The Voltaire Foundation has a world-wide reputation as an academic publisher of ‘definitive’ scholarly editions; and it is a timely endeavour to seek to transfer that know-how from paper to the realm of the digital, and so rethink the critical edition in a new medium. Scholars of literature have long been familiar with critical editions in the form of print volumes, so it requires quite a leap to wonder how they might be conceived differently. How might we imagine the modern digital equivalent of what we used to call a ‘definitive’ edition? The very term ‘definitive’ is anachronistic, anchored to the age of print and of texts that were fixed (Shillingsburg Reference Shillingsburg2025). In truth, no scholarly edition ever says the last word, and we should rather speak of an ‘authoritative’ edition, one that is also ‘referenceable’, the edition of reference that scholars are expected to quote in their footnotes. The new digital edition that we are imagining will in addition be expandable and updatable, aiming to include and digest the latest critical thinking.

Voltaire provides an excellent subject for this experiment, firstly on account of the sheer size of the corpus of writings, and secondly because of their unparalleled variety. Voltaire composes in just about every known literary genre, and in addition there is his correspondence (over 21,000 letters), his working notebooks, and the marginalia: few writers offer more complex challenges. The aim to produce an authoritative digital edition of Voltaire’s collected writings is nothing if not ambitious.
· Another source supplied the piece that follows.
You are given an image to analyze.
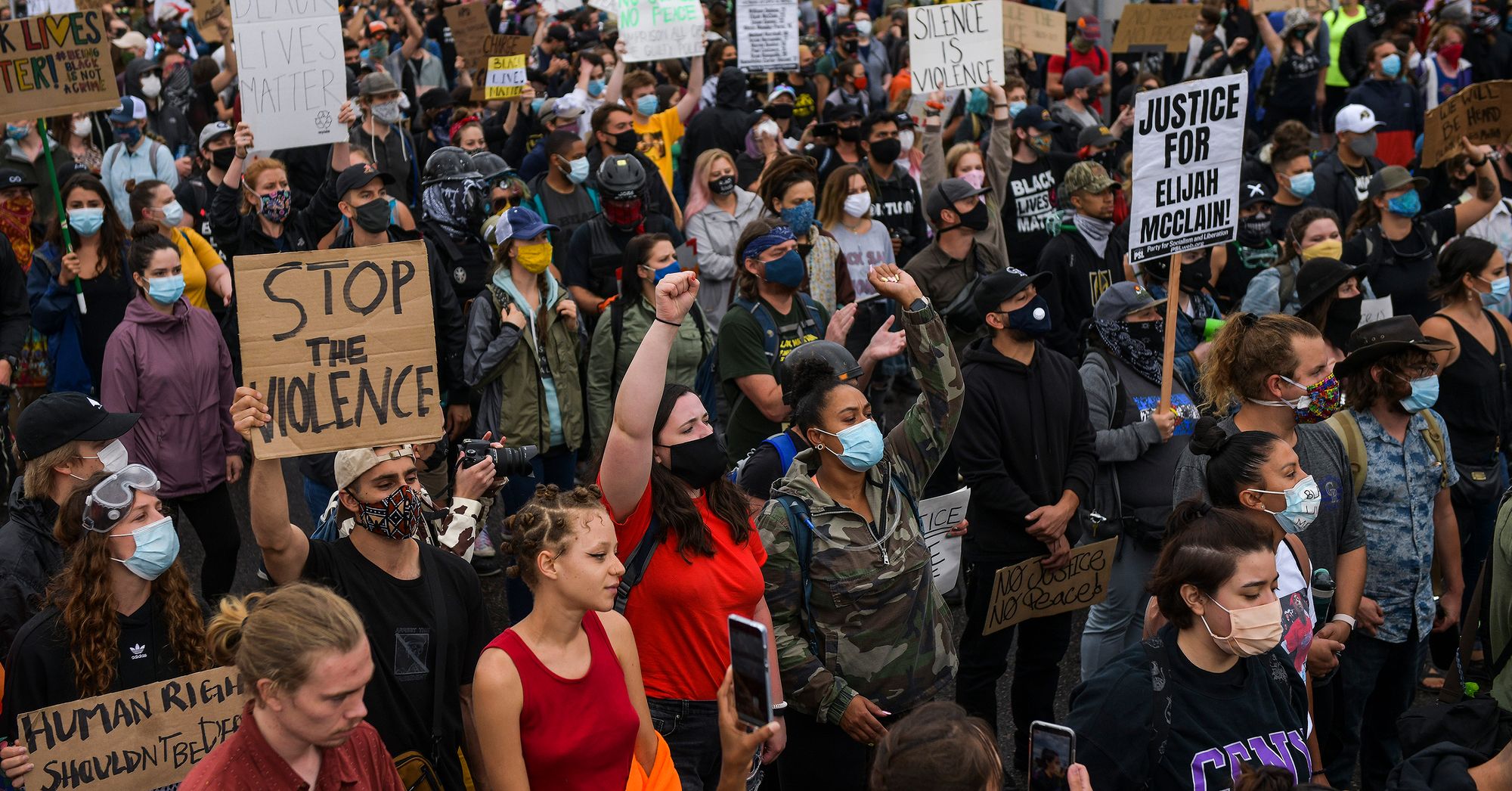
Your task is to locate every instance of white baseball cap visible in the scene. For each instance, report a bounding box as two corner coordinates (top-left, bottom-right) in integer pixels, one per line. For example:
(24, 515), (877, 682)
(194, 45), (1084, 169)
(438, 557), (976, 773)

An important question before we go any further: the name! What do we call the digital reinvention of the Complete Works of Voltaire? During the early development of the project, the research team referred to it as Digital Voltaire. However, in discussion with two British university presses who were both potential distributors of the product, we were told the same thing: if we wished the name of the digital product to convey a sense of heft and authority, it would be best to avoid altogether the word ‘digital’ and synonyms like ‘electronic’. To use the name of the publisher, Voltaire Foundation, would have created a clumsy and repetitive title, so in the end the research team chose Oxford University Voltaire, to be known also by its abbreviation, OV.

The literary corpus of Voltaire, once it is transformed into a digital object, becomes something different. Print is static, where digital is (or should be) dynamic, and this transforms how we think about the corpus, and about the scholarly edition generally. Elena Pierazzo asks an important question: ‘Are digital editions texts to be read or objects to be used?’ (Pierazzo Reference Pierazzo2015, p. 147). The OCV is principally designed to be consulted; its digital successor OV will be, in addition, an object to be used. So the digital version must not (only) be an enhanced and revised version of the print edition, though it will be that; it must be rethought from the inside out, and try not to be confined by the limitations of the paper edition. The modelling of the content has the power to generate new knowledge, a subject to which we return in the next chapter.

It is a nice paradox that after spending half a century producing a ‘definitive’ print edition of Voltaire, our central aim now is that the digital edition should replace the print version as the authoritative source of reference for this author. But where the print edition was designed primarily as an object to be read, the digital successor will have a triple function:

(1) to be read, and to be cited as the version of reference;
(2) to be used as a research tool, enabling scholars to conduct research; and
(3) to be a platform enabling the publication of that research.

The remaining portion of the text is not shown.